Kansas also moved to the center of the voting-rights wars after Kris Kobach’s election as secretary of state in 2010. He became a national spokesman of sorts for restrictive voting laws, championing the state’s strict voter ID law, successfully persuading Kansas lawmakers to let his office prosecute voter-fraud cases, and overseeing a dubious interstate anti-fraud program with a high false positive rate. His efforts to add a proof-of-citizenship requirement to the state’s voter registration forms sparked a legal showdown with the ACLU, which successfully argued in court that the move violated federal election law. A federal judge found Kobach in contempt earlier this year for failing to register voters who had been previously blocked by the requirement. Kobach is leaving the secretary of state post because he’s running for governor (and facing a strong challenge from Democratic state Senator Laura Kelly, who backed his voter citizenship bill).
It’s hard to imagine a sharper contrast to Kobach than Brian McClendon, the Democratic candidate to replace him. A former Google vice president who helped build Google Earth, McClendon is one of multiple Democrats running for secretary of state offices who have emphasized election cybersecurity. He’s also sketched out a less centralized version of the Kansas secretary of state’s office that focuses on voter access. “With appropriate leadership and support from the state, county elections staff are admirably effective at managing voting rolls,” he told the Topeka Capital-Journal in June. “And the office of the attorney general is better staffed and better qualified to handle law enforcement and prosecutions in the rare instances of voter fraud.”

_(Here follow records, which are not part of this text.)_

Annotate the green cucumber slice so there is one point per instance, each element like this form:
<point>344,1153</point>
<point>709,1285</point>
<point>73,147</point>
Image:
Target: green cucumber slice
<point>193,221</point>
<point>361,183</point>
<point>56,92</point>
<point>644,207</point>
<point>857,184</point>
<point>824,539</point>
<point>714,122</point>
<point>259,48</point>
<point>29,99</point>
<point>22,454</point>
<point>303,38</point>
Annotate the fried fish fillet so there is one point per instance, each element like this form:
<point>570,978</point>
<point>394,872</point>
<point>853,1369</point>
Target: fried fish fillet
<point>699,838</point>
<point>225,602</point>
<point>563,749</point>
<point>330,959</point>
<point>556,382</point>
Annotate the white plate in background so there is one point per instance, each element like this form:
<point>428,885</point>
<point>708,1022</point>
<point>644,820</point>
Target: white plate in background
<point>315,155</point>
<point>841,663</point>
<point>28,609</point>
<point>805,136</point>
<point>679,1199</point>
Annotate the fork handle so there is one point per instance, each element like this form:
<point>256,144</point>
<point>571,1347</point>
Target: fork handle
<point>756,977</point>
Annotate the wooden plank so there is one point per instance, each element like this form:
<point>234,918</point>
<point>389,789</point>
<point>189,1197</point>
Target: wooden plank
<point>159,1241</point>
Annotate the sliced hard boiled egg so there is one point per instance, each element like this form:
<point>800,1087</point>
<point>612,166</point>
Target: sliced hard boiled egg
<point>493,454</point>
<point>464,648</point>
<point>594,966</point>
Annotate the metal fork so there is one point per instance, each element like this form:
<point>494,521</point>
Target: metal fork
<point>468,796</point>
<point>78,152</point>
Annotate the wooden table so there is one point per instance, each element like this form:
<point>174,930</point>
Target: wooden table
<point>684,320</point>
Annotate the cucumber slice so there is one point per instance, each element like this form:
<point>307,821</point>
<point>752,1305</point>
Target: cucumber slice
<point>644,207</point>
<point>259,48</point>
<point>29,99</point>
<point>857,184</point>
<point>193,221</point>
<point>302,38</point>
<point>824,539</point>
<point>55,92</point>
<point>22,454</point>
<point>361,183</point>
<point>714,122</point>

Not every Republican secretary of state has tried to suppress voter participation, and not every Democratic candidate will have the power to carry out sweeping changes if they win next month. Some races, in fact, are referendums on expanding voter access rather than suppressing it: Michigan’s secretary of state contest is taking place alongside a major ballot initiative that would enact automatic voter registration, Election Day registration, no-excuse absentee ballots, and a slate of other reforms. Jocelyn Benson, the Democratic candidate, supports the initiative, while her Republican opponent Mary Treder Lang does not.
Secretary of state contests haven’t always been high profile or high stakes. But as the Supreme Court abandons its role as a guardian of voting rights, and the Trump administration ramps up its efforts to combat the illusory threat of voter fraud, this once-esoteric position could be a key bulwark in protecting Americans’ right to choose their own political destiny.